Sadly, it doesn't seem to be helping him get his shit together musically. For almost 15 years, he's been working on an album called Chinese Democracy. His original bandmates are long-gone, as are most of their replacements. His record company tried everything to motivate him, and finally wound up cutting him loose and telling him that if he wanted to do this, he was doing it on his own dime. Even that didn't motivate him: that happened several years ago. In 2006, it looked like something might be happening: a rumor persisted that the album would be released that year, and Axl began to be more visible, even performing with original GnR member Izzy Stradlin. But it's still not out. Since GnR broke up, Axl has disappeared for years at a time, and apparently no one, not even Mick Wall, really knows what he's been doing with all of his free time.

In some ways, Guns n' Roses were casualties of the times. The remarkable Use Your Illusion double album was released in 1991, the same year as the landmark Nirvana album Nevermind and the Pearl Jam album Ten. They blew bands like Motley Crue and Poison off the air overnight, and Guns n' Roses has always been unfairly lumped in with them, although they're the only ones that have really stood the test of time.

The music business is much different than movies. Tastes change a lot faster, and it's harder for individuals and bands to adapt. The bands that have toured for decades, like the Rolling Stones and Lynyrd Skynyrd, aren't doing so on the strength of new material. One of the few bands I can think of that was really able to adapt was Queen. A major influence on Axl Rose, Queen maintained a consistent level of quality and popularity over two decades and would probably still be going strong if Freddie Mercury was still alive. I think it's because they had an identity of their own. They were part of no movement. Listen to any of their albums, from their debut to their finale, and it's always Queen. You can't mistake them for any other band. Yet they were able to adapt: you can hear Queen doing funk, Queen doing power ballads, Queen doing opera, arena rock, heavy metal, but it's always Queen, never ridiculous.

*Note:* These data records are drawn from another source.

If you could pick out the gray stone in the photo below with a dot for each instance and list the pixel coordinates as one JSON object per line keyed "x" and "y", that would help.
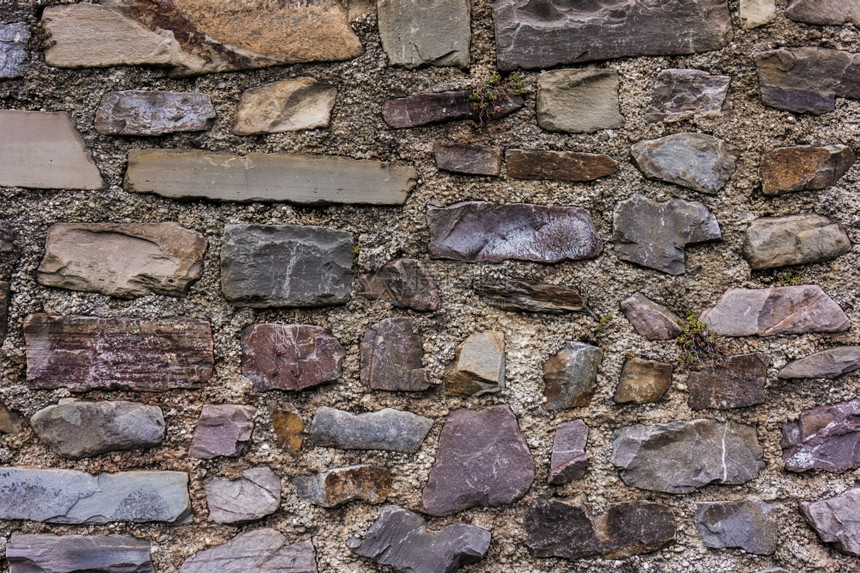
{"x": 420, "y": 32}
{"x": 264, "y": 266}
{"x": 774, "y": 311}
{"x": 43, "y": 150}
{"x": 694, "y": 160}
{"x": 750, "y": 525}
{"x": 483, "y": 461}
{"x": 680, "y": 457}
{"x": 298, "y": 178}
{"x": 386, "y": 429}
{"x": 578, "y": 101}
{"x": 654, "y": 234}
{"x": 401, "y": 539}
{"x": 66, "y": 496}
{"x": 256, "y": 494}
{"x": 77, "y": 429}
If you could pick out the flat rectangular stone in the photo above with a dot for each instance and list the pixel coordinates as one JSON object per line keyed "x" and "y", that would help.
{"x": 86, "y": 353}
{"x": 307, "y": 179}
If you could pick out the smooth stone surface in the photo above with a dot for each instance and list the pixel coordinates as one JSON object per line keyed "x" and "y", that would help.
{"x": 266, "y": 266}
{"x": 294, "y": 177}
{"x": 76, "y": 428}
{"x": 288, "y": 105}
{"x": 570, "y": 375}
{"x": 123, "y": 260}
{"x": 680, "y": 457}
{"x": 256, "y": 494}
{"x": 66, "y": 496}
{"x": 290, "y": 356}
{"x": 483, "y": 231}
{"x": 89, "y": 353}
{"x": 153, "y": 113}
{"x": 654, "y": 234}
{"x": 542, "y": 34}
{"x": 483, "y": 461}
{"x": 43, "y": 150}
{"x": 578, "y": 101}
{"x": 774, "y": 311}
{"x": 386, "y": 429}
{"x": 401, "y": 539}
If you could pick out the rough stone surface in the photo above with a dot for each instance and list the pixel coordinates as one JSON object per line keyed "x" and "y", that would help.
{"x": 265, "y": 266}
{"x": 290, "y": 356}
{"x": 86, "y": 353}
{"x": 401, "y": 539}
{"x": 680, "y": 457}
{"x": 123, "y": 260}
{"x": 483, "y": 231}
{"x": 654, "y": 234}
{"x": 483, "y": 461}
{"x": 773, "y": 311}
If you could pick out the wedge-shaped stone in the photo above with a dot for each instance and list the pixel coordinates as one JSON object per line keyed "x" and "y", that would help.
{"x": 123, "y": 260}
{"x": 680, "y": 457}
{"x": 66, "y": 496}
{"x": 542, "y": 34}
{"x": 306, "y": 179}
{"x": 401, "y": 539}
{"x": 87, "y": 353}
{"x": 774, "y": 311}
{"x": 43, "y": 150}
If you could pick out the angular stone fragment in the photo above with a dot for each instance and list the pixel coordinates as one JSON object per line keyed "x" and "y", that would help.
{"x": 750, "y": 525}
{"x": 405, "y": 282}
{"x": 222, "y": 430}
{"x": 43, "y": 150}
{"x": 66, "y": 496}
{"x": 386, "y": 429}
{"x": 434, "y": 32}
{"x": 258, "y": 551}
{"x": 76, "y": 428}
{"x": 400, "y": 538}
{"x": 298, "y": 178}
{"x": 557, "y": 529}
{"x": 803, "y": 168}
{"x": 289, "y": 105}
{"x": 341, "y": 485}
{"x": 774, "y": 311}
{"x": 680, "y": 457}
{"x": 256, "y": 494}
{"x": 483, "y": 461}
{"x": 290, "y": 356}
{"x": 570, "y": 376}
{"x": 825, "y": 438}
{"x": 73, "y": 553}
{"x": 578, "y": 101}
{"x": 470, "y": 159}
{"x": 542, "y": 34}
{"x": 264, "y": 266}
{"x": 87, "y": 353}
{"x": 684, "y": 94}
{"x": 483, "y": 231}
{"x": 124, "y": 259}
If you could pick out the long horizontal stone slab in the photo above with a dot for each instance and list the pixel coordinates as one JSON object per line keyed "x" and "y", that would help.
{"x": 306, "y": 179}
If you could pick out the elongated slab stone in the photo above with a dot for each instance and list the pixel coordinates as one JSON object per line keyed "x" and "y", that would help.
{"x": 774, "y": 311}
{"x": 542, "y": 34}
{"x": 680, "y": 457}
{"x": 43, "y": 150}
{"x": 306, "y": 179}
{"x": 483, "y": 231}
{"x": 87, "y": 353}
{"x": 66, "y": 496}
{"x": 123, "y": 260}
{"x": 401, "y": 539}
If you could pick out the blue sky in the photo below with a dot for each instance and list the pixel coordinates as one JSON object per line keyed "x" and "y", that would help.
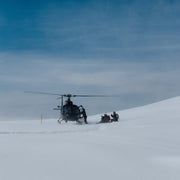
{"x": 130, "y": 48}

Guns n' Roses had the potential to be that way, too, when you hear the diversity of sounds contained in the albums they did release. By the accounts in this book, Axl was apparently forward-thinking musically. He was listening to grunge before it even had a name. He wanted very badly to work with Kurt Cobain, but Cobain had nothing but contempt for him. The end of the book hints at a possible reunion, although all anyone can do is speculate at this point. Will money trump animosity? Maybe it would for the rest of the band, but Axl's proven over and over again that he has an infinite ability to cut off his nose to spite his face. Dear Abby often asks her readers if they'd rather be right, or happy. Axl would rather be right.

But one thing is clear: the interest is still out there. It took me weeks to get this book, and I still haven't found Slash's book in. If Chinese Democracy ever comes out, it'll be a fast seller, even if the album sucks. And people like me, who were born too late, will probably flock to whatever venues the new GnR plays in, for the privilege of telling their children that they, too, once waited for 2 hours for Axl to come on and had him walk off after 30 minutes because someone threw a bottle.